No Brasil, o primeiro livro sobre o tema foi publicado somente em 2019. “O peso e a mídia: as faces da gordofobia” é fruto da tese de doutorado em comunicação da jornalista Agnes Arruda. “Gorda desde a infância, sempre soube que era tratada diferente por causa do tamanho do meu corpo, mas sem saber dar nome ao que enfrentava. Quando me dei conta da existência da gordofobia, nunca mais viu o mundo com os mesmos olhos. E passei a me dedicar a mostrar como esse preconceito age e retroage na vida das pessoas”, revela.
Lívia Gomes é madrasta de um menino de 8 anos com sobrepeso. Ela conta que certa vez o garoto se sentiu excluído de uma brincadeira e perguntou: “eles não querem brincar comigo porque sou gordo?”. “Eu fiquei impressionada ao ver que de alguma forma ele tinha sofrido alguma violência ou bullying que o marcou tão profundamente a ponto de achar que outras crianças iriam excluí-lo por esse motivo”, desabafa.
“As crianças não têm mecanismos de defesa desenvolvidos para entenderem que estão sofrendo um preconceito e se acostumam com essa realidade desde cedo.

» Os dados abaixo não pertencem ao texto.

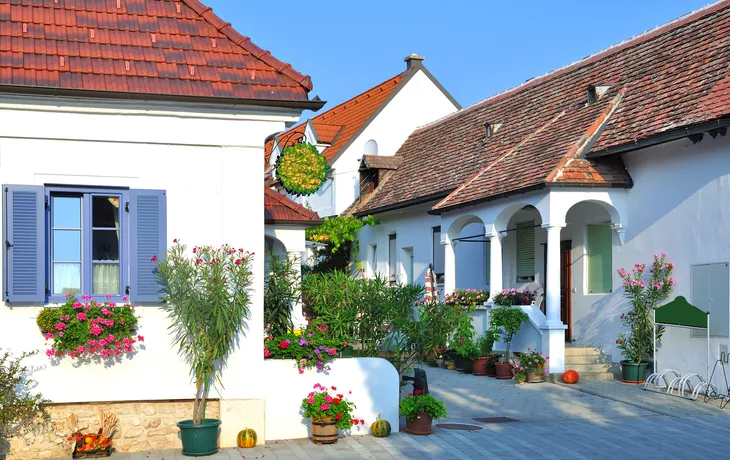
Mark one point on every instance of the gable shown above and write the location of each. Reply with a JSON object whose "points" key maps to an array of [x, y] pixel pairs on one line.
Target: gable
{"points": [[152, 47]]}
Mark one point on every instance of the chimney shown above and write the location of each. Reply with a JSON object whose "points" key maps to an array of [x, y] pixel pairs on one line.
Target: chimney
{"points": [[413, 60]]}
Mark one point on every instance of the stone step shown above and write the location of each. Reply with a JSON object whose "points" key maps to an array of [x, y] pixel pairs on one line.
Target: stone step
{"points": [[587, 359], [582, 368], [581, 351]]}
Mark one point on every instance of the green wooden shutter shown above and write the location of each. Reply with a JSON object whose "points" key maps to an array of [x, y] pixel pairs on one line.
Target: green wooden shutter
{"points": [[487, 262], [525, 250], [600, 266]]}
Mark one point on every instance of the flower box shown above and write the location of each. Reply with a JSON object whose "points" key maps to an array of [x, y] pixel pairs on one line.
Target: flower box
{"points": [[98, 453]]}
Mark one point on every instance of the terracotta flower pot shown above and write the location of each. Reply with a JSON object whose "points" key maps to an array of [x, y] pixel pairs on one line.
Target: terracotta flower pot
{"points": [[420, 426], [536, 375], [504, 370], [479, 366], [324, 431]]}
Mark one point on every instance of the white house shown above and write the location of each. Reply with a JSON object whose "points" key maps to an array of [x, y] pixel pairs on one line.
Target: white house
{"points": [[124, 125], [557, 183], [375, 122]]}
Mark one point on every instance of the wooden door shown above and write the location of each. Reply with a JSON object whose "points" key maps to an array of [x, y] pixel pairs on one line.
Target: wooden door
{"points": [[566, 287]]}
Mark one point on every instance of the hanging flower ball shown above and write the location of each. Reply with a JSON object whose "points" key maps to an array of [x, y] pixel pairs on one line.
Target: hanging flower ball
{"points": [[301, 169]]}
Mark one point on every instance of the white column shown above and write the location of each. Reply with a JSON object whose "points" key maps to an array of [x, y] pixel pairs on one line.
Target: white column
{"points": [[552, 284], [449, 264], [297, 315], [495, 261], [553, 338]]}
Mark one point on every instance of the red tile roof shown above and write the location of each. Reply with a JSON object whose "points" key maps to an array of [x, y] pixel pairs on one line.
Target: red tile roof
{"points": [[161, 47], [338, 125], [280, 209], [674, 76]]}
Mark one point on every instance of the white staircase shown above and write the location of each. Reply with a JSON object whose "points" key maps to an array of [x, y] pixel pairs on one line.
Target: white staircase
{"points": [[589, 362]]}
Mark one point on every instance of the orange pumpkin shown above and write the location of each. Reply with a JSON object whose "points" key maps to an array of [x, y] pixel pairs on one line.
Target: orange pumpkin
{"points": [[247, 438], [570, 376]]}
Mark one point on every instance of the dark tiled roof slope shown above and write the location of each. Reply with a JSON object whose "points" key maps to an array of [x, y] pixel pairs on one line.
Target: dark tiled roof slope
{"points": [[673, 76], [280, 209], [161, 47]]}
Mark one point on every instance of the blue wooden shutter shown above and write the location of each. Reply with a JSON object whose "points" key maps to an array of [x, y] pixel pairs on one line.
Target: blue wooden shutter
{"points": [[148, 238], [24, 271]]}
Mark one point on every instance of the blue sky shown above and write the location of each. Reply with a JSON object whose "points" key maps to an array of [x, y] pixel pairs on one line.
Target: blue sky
{"points": [[474, 48]]}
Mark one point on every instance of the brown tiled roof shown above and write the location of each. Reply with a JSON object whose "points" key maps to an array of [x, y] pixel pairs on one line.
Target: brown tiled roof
{"points": [[671, 77], [381, 162], [280, 209], [338, 125], [161, 47]]}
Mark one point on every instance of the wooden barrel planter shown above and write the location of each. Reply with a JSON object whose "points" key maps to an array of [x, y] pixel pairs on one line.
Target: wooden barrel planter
{"points": [[420, 426], [536, 375], [324, 431]]}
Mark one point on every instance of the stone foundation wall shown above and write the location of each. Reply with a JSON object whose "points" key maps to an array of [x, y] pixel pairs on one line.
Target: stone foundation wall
{"points": [[142, 425]]}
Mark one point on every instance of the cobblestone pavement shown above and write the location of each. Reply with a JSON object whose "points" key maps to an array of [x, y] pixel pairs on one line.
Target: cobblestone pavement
{"points": [[589, 420]]}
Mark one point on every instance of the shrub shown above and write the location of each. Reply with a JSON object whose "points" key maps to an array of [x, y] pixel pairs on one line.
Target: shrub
{"points": [[507, 321], [89, 328], [21, 410], [467, 299], [515, 297], [208, 294], [418, 403], [310, 349], [486, 343], [281, 292], [643, 294], [47, 319], [321, 404]]}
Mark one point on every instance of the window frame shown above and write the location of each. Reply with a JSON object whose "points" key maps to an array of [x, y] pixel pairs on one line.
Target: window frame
{"points": [[589, 248], [87, 194], [436, 243], [525, 226]]}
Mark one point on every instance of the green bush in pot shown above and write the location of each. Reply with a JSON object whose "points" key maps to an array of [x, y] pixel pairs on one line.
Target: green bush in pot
{"points": [[506, 321], [208, 298]]}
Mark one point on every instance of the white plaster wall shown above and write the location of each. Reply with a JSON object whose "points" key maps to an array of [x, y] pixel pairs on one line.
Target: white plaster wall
{"points": [[679, 205], [413, 229], [374, 384], [205, 161], [419, 102]]}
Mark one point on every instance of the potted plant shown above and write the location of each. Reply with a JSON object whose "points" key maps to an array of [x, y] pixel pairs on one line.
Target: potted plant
{"points": [[506, 321], [420, 410], [208, 298], [514, 297], [484, 352], [328, 413], [530, 367], [21, 410], [644, 296]]}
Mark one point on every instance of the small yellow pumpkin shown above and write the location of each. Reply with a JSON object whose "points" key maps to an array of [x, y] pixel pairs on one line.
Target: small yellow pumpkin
{"points": [[246, 438], [380, 428]]}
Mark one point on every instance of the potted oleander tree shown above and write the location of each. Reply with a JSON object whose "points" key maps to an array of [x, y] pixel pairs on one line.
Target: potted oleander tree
{"points": [[506, 321], [644, 293], [21, 410], [208, 298]]}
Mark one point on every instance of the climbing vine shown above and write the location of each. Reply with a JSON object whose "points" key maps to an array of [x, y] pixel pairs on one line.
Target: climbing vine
{"points": [[301, 169], [339, 234], [336, 231]]}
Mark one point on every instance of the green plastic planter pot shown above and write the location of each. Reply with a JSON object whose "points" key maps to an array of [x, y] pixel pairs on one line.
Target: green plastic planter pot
{"points": [[199, 440], [634, 373]]}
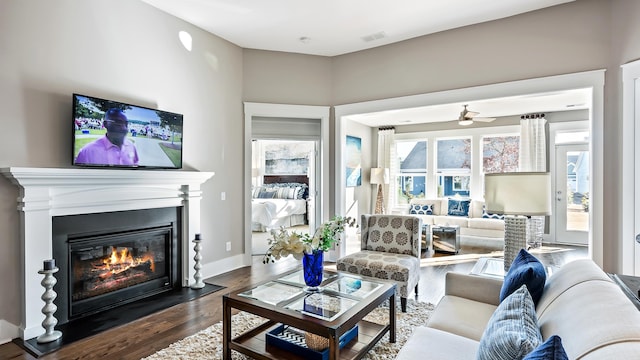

Há uma ideia generalizada entre as pessoas gordas de que determinadas coisas, determinados lugares, não são para elas, isso porque desde criança elas foram acostumadas a se anular por não caber nos espaços, nas roupas, nos bancos etc”, explica Arruda.
Foi preciso muita luta, debate e produção acadêmico-científica para que, no ano passado, estes anseios por transformação social virasse pauta de uma audiência pública realizada na cidade do Recife, capital de Pernambuco, que culminou na aprovação da Lei nº 18.832, de autoria da vereadora Cida Pedrosa (PCdoB). A partir de então, todos os estabelecimentos de ensino públicos e privados localizados no município deverão disponibilizar carteiras escolares adequadas à pessoa gorda e garantir o ensino livre de discriminação ou práticas gordofóbicas.
Segundo Agnes Arruda, trata-se de uma importante conquista. “A gordofobia é um preconceito estrutural, institucionalizado, logo também é responsabilidade das instituições garantir que ele seja combatido”, afirma.
Para garantir a execução e fiscalização da Lei, a parlamentar também aprovou o projeto de emenda à Lei do Plano Plurianual (2022-2025) do Recife assegurando condições físicas e materiais de acessibilidade à educação na rede municipal.
Na prática, a exigência de carteiras adaptadas foi inserida no edital da próxima licitação destes equipamentos para as escolas da rede pública municipal, também ocorreu a inclusão da temática na formação dos professores que integram o quadro de servidores da Secretária de Educação do Recife e a disseminação de conteúdos educativos e informativos nas redes sociais, assim como, a realização da campanha de conscientização “A Medida Certa é o Respeito” pela Prefeitura do Recife em seus canais de divulgação oficiais e em meios físicos (banners) em locais de ampla circulação na cidade.
“Nossa grande conquista tem sido a ampliação do debate para além das salas de aula. Já estamos dialogando também com a Secretaria de Saúde do Município. Explodem grupos anti-gordofobia, e as pessoas agora se amparam na lei para terem assegurados seus direitos e receberem o tratamento respeitoso e digno que merecem. Além disso, vereadores de outros municípios estão nos procurando para levar esse avanço legal para suas cidades, pautando a temática em outros lugares”, destacou Cida Pedrosa.
“É um passo importante. Se desde cedo elas sabem que há como ter seus lugares garantidos, elas podem exigir isso durante a vida adulta também”, concluiu Agnes Arruda que, recentemente, abriu um financiamento coletivo para a construção e publicação do seu próximo livro "Pequeno Dicionário Antigordofóbico".
*O nome e sobrenome foram trocados para preservar a identidade da jovem.